Wednesday, February 11, 2015

Comment

Aleppo 1924, Armenian exiles from Gaziantep across the Turkish border. Via Houshamadyan.
Excerpt at The Arabist from an interview with Yassin Al-Haq Saleh, a prominent Syrian dissident who fled the country after participating in the uprising and living in hiding for several years. 
I am afraid that it is too late for the leftists in the West to express any solidarity with the Syrians in their extremely hard struggle. What I always found astonishing in this regard is that mainstream Western leftists know almost nothing about Syria, its society, its regime, its people, its political economy, its contemporary history. Rarely have I found a useful piece of information or a genuinely creative idea in their analyses. My impression about this curious situation is that they simply do not see us; it is not about us at all. Syria is only an additional occasion for their old anti-imperialist tirades, never the living subject of the debate....
In the last two months the Americans have openly appended our cause to their war-on-terrorism agenda. Their war on ISIS is saying that the regime that killed or caused the killing of more than 200 thousand people is only a detail; the thuggish entity of ISIS is the real danger.
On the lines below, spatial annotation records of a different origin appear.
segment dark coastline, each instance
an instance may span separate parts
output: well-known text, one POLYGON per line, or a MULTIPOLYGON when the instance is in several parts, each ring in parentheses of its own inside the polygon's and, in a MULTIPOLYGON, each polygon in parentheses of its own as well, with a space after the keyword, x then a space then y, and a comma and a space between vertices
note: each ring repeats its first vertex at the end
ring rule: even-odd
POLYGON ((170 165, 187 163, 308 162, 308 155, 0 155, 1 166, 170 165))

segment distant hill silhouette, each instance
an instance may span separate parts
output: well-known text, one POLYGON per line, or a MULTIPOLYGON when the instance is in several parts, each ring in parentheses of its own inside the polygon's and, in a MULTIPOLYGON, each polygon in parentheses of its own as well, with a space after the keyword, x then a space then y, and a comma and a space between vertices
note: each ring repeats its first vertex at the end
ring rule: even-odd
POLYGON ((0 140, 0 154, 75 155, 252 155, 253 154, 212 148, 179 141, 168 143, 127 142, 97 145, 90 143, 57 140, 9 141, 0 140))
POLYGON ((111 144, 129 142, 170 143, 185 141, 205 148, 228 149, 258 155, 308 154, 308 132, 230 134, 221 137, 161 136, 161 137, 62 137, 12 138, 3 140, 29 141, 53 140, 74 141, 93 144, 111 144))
And of course American military training will follow the American political priorities, using Syrians as tools in their (the Americans’) war, not for concluding our struggle for change in Syria. 
In short, I think that the outcome of the American program of training Syrians will be to completely destroy the weakened FSA, converting it into cheap local mercenaries without a cause, confronting the fascists of ISIS for years for the Americans’ sake, and giving their backs to the fascists of Assad.
In sum, I am among those who adamantly oppose the American military training of Syrians.... 
I do not have any essentialist grudge towards the United States, but the superpower was extremely inhumane towards my country, and its present war is extremely selfish. It is quite feasible in my opinion to conclude from American policy in Syria that Washington is radically antagonistic to democracy and the rights of the underprivileged. I suppose this means that its war in Syria is reactionary, and that it will make everything worse for the majority in the country and the region. 
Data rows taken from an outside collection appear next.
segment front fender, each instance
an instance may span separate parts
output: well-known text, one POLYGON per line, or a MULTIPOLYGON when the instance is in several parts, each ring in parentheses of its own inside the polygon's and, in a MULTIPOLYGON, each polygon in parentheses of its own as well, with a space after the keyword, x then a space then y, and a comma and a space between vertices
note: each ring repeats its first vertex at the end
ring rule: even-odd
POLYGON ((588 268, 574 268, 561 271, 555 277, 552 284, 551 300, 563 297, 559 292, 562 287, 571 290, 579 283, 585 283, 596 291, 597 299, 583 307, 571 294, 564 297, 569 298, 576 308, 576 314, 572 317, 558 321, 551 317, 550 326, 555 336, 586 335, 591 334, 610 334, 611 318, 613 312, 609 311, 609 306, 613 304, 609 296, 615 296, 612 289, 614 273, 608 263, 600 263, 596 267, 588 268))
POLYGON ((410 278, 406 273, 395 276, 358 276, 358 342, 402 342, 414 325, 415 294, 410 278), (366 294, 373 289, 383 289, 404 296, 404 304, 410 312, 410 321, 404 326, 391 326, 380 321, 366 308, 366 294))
I left the following comment:
It's hard to know who even constitutes the "leftists of the West" on the subject of Syria, between those who reflexively denounce the Obama administration without any curiosity as to what its aims are and those who don't want to think about it at all, both sides being I think pretty equally uninformed, but there's an argument that there are at least elements in the administration, starting with Obama himself, who have a much stronger understanding of the situation that they cannot make quite clear in the context of stupid American journalists and politicians who lack the background to comprehend it.
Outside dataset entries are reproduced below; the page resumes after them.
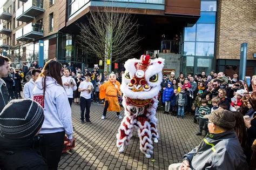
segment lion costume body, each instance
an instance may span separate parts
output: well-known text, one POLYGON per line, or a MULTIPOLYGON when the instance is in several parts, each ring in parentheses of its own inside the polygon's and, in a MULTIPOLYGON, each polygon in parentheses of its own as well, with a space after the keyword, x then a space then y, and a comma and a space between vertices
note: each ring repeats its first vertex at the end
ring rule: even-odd
POLYGON ((153 154, 153 139, 158 142, 156 111, 157 96, 161 89, 164 59, 150 59, 143 55, 140 60, 131 59, 125 62, 121 91, 125 117, 118 128, 117 146, 124 151, 132 137, 134 126, 138 127, 140 149, 146 158, 153 154))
The emphasis on ISIS isn't necessarily from a judgment that it's the only important thing in Syria and Iraq but that it's the only area in which US military power can make any positive difference, because they are concentrated in areas where it is easier to avoid killing civilians and because everybody hates them. I think that they have always understood that US military power against Assad can only do harm, giving minimal support to FSA as a political rather than a military gesture, and to avoid turning them into "cheap local mercenaries".

The other thing is that it is not the administration's aim to "make everything worse for the majority" but to work for the protection of the minority groups, including Shi'ites and other groups in Syria that cling to Assad in terror, in spite of his crimes, and Sunnis in Iraq who have been so badly mistreated by the Bush-installed Baghdad government. The Sunnis of Syria and Shi'ites of Iraq need to take care of themselves and not be puppets of the US (or in the latter case of Iran).

It is horrible to watch all this killing and be powerless to end it, but that's equally true in Central Africa and all sorts of places. It's good in the long run if the US finally begins to recognize the limits of its ability to take care of it all, that's something the left has been calling for, rightly, forever.